COLUMBUS AFB, Miss. -- A number of people have asked me what "hit me" as returned from my tour in Iraq. I'd have to say it included giggles from children at play, the delirious scent of magnolias and all the luscious green from lawns, shrubs and trees.

The contrast with burning trash and dusty rubble in Baghdad is pretty stark. My tour gave me a newfound appreciation for God's blessings, especially relationships with family and friends.

There's another part of me, however, that was pained to leave Iraq because of the urgency of our work there. I felt torn out of a line of levy-builders racing against a flood of anarchy and ill will.

I'm grateful to be reunited with my family and freed from the constant threat injury, but knowing that my colleagues continue the lethal struggle on the other side of the world still haunts me. So, please allow me to share a few words of appreciation for those who carry the torch today in Iraq.
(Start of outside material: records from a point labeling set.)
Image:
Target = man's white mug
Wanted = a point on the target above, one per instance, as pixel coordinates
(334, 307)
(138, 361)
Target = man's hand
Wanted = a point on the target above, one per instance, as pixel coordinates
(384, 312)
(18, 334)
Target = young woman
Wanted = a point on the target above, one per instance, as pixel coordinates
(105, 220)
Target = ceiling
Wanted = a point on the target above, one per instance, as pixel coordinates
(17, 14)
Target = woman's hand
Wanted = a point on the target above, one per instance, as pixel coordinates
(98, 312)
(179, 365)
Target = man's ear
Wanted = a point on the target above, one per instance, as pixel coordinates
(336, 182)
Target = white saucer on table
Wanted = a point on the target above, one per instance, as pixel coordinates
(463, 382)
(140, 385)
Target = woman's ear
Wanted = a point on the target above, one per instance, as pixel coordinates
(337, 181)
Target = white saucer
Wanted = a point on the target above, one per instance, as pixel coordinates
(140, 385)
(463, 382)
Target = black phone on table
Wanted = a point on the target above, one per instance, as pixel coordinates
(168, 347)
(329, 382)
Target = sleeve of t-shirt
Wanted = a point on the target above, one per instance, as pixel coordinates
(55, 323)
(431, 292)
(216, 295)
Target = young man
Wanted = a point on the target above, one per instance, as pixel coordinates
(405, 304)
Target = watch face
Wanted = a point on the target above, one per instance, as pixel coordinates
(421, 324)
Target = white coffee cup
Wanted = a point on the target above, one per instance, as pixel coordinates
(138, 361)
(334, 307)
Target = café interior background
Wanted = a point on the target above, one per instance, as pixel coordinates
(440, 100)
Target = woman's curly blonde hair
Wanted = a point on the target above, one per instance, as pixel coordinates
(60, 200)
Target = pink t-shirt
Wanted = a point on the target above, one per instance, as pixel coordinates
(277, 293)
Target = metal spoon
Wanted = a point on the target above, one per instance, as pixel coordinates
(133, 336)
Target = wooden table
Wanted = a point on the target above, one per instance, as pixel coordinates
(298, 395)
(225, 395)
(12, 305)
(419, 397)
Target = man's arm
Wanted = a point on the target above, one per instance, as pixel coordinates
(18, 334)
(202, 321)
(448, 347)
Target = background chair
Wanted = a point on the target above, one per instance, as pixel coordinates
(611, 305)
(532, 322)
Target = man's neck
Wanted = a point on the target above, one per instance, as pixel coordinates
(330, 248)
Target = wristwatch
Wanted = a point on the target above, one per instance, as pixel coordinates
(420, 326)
My team's mission was to equip and advise officials in the Iraqi government and members of their security forces. Meeting them was often a laborious process of scheduling armored convoys or airlift, arranging for interpreters, and then hoping the intended official made it through the maze of checkpoints to our rendezvous. 

On arrival, I lumber out of my armored car in my own heavy "battle rattle" and weaponry, wave good-bye to the convoy, and cautiously move with a partner and interpreter to the meeting place.

My armor and camouflage contrasts sharply with the Iraqis, smartly dressed in business attire. I highly valued the robust measures America took to keep me safe, but I learned my Iraqi colleagues--often protected by no more than thin cotton shirts--were even more at risk than me because of their unpopular role in the fledgling government. In fact, one of my primary contacts who administered communications for police forces was fresh in the job because his predecessor was brutally assassinated.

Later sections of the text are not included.